In our opinion, this phenomenon might be related to the AIs-induced osteoporosis, and it gives back further relevance to bone-oriented preventive treatments/strategies which should be promoted for every EBC patient candidate to receive adjuvant ET.
Footnotes
Acknowledgements
None.
Ethics approval and consent to participate
All patients alive at the time of data collection provided an informed consent for the present retrospective analysis. To guarantee the confidentiality of personal data for deceased patients, all the available procedures to ensure anonymity have been used. The procedures followed were in accordance with the precepts of Good Clinical Practice, and the declaration of Helsinki. Being a retrospective update of data previously collected, approval by institutional review boards was not required, although a notification was sent (normative ref. Gazzetta Ufficiale della Repubblica Italiana n. 76 of 31-3-2008) to the local responsible committee on human experimentation (Comitato Etico per le province di L’Aquila e Teramo).
Consent for publication
Not applicable.
Conflicts of interest
The authors declare no conflicts of interest.
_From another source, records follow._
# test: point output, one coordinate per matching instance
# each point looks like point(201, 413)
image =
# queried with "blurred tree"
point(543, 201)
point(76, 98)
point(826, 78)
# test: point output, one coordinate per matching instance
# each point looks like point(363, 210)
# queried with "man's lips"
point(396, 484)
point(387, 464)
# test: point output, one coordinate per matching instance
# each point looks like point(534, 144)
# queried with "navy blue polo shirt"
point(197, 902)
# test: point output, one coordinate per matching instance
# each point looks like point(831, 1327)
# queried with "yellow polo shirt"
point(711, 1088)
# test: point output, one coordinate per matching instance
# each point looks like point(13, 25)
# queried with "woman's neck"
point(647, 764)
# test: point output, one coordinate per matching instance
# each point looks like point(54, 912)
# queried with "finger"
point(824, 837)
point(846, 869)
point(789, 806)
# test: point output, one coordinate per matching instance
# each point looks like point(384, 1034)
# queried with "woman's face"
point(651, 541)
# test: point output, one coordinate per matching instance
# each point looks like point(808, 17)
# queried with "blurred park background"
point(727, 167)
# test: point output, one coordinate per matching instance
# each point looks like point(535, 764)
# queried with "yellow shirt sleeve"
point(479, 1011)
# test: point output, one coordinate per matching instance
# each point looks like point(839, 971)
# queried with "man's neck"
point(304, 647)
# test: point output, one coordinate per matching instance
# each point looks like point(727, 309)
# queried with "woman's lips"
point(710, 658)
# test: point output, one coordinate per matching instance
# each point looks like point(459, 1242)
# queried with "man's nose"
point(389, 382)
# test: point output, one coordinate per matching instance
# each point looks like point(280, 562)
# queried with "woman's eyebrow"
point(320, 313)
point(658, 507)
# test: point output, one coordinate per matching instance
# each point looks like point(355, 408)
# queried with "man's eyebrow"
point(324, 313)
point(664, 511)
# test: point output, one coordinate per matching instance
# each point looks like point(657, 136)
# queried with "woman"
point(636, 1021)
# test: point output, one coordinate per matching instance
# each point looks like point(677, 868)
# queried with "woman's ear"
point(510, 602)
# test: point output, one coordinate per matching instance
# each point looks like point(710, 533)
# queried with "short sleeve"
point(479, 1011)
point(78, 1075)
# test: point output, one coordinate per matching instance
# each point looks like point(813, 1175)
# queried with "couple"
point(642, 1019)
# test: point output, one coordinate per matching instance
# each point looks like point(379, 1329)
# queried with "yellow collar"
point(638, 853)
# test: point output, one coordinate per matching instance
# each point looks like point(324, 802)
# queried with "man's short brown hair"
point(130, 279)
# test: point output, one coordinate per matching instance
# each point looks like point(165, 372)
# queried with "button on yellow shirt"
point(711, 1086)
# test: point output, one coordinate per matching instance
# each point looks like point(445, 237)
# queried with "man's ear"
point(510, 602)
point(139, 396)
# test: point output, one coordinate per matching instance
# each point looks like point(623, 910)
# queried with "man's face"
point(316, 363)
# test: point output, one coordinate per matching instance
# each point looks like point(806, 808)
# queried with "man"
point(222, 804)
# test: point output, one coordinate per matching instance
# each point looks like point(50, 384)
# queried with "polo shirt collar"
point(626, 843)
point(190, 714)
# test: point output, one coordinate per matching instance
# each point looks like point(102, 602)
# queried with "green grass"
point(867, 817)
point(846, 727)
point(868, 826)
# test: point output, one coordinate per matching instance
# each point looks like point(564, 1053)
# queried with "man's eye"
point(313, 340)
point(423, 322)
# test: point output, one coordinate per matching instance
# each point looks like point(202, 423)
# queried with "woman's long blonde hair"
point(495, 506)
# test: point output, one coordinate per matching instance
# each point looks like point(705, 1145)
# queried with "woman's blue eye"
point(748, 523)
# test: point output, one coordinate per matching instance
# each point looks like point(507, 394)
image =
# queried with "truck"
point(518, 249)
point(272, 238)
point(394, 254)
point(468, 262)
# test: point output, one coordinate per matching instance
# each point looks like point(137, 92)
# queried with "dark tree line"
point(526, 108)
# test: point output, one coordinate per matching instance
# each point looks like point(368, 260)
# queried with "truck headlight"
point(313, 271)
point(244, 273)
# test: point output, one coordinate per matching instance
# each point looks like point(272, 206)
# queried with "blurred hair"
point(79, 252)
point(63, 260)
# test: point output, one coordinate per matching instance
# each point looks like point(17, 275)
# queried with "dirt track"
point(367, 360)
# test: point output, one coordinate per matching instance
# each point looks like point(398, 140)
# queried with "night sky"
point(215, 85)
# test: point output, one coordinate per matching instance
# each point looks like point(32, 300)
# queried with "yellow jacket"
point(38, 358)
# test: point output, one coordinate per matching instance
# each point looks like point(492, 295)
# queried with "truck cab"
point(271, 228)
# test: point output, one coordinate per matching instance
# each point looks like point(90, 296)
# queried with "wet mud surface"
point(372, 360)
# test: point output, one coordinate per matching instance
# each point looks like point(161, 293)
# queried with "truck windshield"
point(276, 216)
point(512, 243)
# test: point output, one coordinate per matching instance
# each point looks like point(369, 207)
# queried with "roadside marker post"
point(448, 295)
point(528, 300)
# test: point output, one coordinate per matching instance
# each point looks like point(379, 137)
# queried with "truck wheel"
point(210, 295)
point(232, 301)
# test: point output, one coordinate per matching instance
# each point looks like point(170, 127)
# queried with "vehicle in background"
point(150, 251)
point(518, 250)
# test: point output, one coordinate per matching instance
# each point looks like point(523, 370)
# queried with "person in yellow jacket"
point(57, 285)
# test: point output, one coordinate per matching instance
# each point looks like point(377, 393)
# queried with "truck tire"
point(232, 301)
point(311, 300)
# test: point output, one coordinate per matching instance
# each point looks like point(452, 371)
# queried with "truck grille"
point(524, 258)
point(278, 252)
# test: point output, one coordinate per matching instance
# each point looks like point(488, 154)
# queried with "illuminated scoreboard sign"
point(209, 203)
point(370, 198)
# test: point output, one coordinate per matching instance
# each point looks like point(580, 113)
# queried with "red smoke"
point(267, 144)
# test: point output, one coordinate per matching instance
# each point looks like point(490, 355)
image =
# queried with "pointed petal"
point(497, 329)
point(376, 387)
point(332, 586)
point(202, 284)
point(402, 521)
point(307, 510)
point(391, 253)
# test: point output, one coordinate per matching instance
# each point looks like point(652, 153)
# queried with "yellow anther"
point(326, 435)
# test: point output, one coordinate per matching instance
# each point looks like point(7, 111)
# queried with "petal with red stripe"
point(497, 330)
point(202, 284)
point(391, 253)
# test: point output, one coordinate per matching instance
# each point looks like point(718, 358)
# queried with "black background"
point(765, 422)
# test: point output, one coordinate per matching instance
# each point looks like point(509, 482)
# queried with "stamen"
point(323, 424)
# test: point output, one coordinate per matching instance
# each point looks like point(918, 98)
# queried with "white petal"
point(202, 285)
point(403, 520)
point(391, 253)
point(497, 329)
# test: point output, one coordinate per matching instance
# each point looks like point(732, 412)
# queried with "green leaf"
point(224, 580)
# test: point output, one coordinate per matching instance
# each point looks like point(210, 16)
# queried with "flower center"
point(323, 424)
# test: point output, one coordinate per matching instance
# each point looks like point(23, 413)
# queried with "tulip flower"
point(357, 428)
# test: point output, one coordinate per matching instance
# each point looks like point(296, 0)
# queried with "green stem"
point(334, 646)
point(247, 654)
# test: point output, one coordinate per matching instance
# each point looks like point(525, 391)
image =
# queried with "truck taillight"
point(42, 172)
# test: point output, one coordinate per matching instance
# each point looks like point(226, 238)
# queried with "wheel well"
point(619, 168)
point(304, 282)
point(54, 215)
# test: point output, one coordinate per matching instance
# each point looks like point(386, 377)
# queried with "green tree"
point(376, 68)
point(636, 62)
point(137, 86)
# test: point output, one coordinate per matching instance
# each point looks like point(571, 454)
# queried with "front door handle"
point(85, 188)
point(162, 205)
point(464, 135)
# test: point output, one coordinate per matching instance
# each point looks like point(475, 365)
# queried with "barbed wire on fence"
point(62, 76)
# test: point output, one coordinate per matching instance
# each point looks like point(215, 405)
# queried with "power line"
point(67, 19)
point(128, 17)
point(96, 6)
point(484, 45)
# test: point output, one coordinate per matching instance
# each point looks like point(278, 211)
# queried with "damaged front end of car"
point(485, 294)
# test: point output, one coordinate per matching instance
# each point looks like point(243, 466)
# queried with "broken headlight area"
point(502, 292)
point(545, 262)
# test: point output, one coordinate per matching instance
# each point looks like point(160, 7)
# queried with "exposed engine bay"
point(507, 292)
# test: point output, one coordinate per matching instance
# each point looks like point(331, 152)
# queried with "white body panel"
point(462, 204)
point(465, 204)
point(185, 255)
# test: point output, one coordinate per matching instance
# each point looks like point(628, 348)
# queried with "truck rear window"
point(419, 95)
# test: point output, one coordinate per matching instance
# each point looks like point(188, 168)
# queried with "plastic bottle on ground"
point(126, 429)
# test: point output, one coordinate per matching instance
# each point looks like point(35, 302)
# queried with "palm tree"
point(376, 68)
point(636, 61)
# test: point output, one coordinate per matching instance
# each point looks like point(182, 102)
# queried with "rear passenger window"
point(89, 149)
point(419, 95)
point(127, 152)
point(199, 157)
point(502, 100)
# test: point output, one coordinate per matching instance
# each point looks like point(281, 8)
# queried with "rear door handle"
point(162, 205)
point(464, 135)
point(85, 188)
Availability of data and materials
The datasets used during the present study are available from the corresponding author upon reasonable request.
Funding
No funding was received.
Authors’ contributions
All authors contributed to the publication according to the ICMJE guidelines for the authorship.
Study conception and design: KC. Acquisition of data: FP, SR, VC, AP, GP, TS, LV, GP. Analysis and interpretation of data: FP, AP, GP, CF, KC. Drafting of manuscript: FP, AP, GP. Critical revision: CF, KC.
All authors read and approved the submitted version of the manuscript (and any substantially modified version that involves the author’s contribution to the study). Each author have agreed both to be personally accountable for the author’s own contributions and to ensure that questions related to the accuracy or integrity of any part of the work, even ones in which the author was not personally involved, are appropriately investigated, resolved, and the resolution documented in the literature.